Explaining on the phone, Ms McGuire claimed to Hammond that she had done an investigation and that Fannie Mae was the true owner of the property.  She did not seem to realize that her attorney's license gave this determination of hers no effect whatsoever to rule on an equity court matter.  Which is relevant material for additional damage and suffering claims because only those equity courts can determine alloidial title facts.

Mr. Hammond reports that Ms. McGuire has ignored emails detailing Missouri law that do not condone any of these racketeering enterprise actions and has refused to discuss the situation further.

Missouri law is well settled on the taking of property by force by an evicting party.

The Missouri statutes on Unlawful Detainer and Eviction read in part:

*  No Self-Eviction allowed

* No landlord may evict a tenant without a court order.
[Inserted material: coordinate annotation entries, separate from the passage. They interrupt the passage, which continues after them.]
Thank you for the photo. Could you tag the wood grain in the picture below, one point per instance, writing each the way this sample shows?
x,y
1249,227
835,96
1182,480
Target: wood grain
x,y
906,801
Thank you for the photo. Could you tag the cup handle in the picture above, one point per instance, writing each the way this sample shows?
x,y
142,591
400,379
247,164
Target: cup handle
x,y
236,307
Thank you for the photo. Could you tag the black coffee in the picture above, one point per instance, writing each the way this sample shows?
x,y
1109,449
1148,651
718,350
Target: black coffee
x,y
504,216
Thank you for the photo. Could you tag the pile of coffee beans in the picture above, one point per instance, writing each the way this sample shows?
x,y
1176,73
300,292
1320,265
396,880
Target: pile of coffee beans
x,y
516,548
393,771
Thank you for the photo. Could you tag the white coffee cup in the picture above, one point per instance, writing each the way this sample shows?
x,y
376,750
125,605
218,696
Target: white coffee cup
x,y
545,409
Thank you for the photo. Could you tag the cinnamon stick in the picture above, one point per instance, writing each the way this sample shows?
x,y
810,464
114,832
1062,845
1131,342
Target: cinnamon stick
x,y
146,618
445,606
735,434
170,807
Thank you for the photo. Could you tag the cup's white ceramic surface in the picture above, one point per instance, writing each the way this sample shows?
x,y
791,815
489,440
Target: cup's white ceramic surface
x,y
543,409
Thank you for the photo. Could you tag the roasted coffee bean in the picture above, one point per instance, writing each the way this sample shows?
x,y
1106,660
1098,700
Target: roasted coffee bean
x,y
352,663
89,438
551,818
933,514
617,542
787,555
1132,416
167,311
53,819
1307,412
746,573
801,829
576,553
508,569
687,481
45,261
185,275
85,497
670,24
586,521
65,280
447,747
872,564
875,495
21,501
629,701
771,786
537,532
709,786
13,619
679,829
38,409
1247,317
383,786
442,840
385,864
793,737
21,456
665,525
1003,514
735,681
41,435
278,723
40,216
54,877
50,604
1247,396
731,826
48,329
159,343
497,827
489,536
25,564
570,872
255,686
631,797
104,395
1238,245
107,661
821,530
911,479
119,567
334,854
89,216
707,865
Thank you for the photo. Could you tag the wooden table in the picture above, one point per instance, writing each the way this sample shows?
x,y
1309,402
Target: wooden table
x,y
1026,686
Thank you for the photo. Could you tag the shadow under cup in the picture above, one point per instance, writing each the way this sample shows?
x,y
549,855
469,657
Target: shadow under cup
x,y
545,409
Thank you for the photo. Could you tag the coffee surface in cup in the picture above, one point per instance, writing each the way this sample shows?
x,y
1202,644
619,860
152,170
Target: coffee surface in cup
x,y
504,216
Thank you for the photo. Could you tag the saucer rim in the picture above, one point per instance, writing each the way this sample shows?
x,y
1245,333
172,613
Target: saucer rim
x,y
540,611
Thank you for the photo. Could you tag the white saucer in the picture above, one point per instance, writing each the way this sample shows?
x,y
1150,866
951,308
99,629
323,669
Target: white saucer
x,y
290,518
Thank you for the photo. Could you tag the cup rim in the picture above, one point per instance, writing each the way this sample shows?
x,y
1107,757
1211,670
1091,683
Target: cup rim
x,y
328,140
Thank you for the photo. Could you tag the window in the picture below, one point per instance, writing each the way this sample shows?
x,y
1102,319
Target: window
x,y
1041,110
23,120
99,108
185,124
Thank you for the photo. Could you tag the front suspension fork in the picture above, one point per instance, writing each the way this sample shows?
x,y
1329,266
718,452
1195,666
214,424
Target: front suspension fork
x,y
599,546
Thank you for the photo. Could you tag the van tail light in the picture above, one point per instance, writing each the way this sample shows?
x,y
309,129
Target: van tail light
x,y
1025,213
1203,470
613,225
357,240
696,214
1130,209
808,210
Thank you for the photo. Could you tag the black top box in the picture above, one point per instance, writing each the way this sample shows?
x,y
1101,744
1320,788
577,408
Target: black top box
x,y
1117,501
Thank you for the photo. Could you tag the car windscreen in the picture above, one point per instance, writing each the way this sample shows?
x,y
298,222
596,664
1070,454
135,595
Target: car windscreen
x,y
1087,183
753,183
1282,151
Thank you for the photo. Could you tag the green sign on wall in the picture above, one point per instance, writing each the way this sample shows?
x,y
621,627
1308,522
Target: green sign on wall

Self-eviction includes such acts as turning off utilities, padlocking the doors or changing the locks, removing the tenant’s personal belongings, threatening the occupant with violence or any other action designed to force the tenant to vacate the  premises.


*  A landlord may be liable for to up to twice the damages incurred by a prevailing tenant who proves the landlord committed such acts.

Missouri law is well settled on the matter of “self eviction” and for the need for the courts to “hear” the party(s) before any act of possession can take place.  This truth is exhibited in Article III of the United States Constitution with nearly the same words in the statutes of every state.

That the following case law forms the base of Missouri law on self-help evictions:

From: Steinke v Leicht 235 S.W.2d 115 (MO. App. 1950) and Sackett v Hall 478 S.W.2d 381 (MO 1972),

"There is plenty of precedent determining that self-help eviction is not an available remedy under Missouri law. It also well settled that no person involved in any eviction may separate an occupant from his PERSONAL BELONGINGS for any reason."  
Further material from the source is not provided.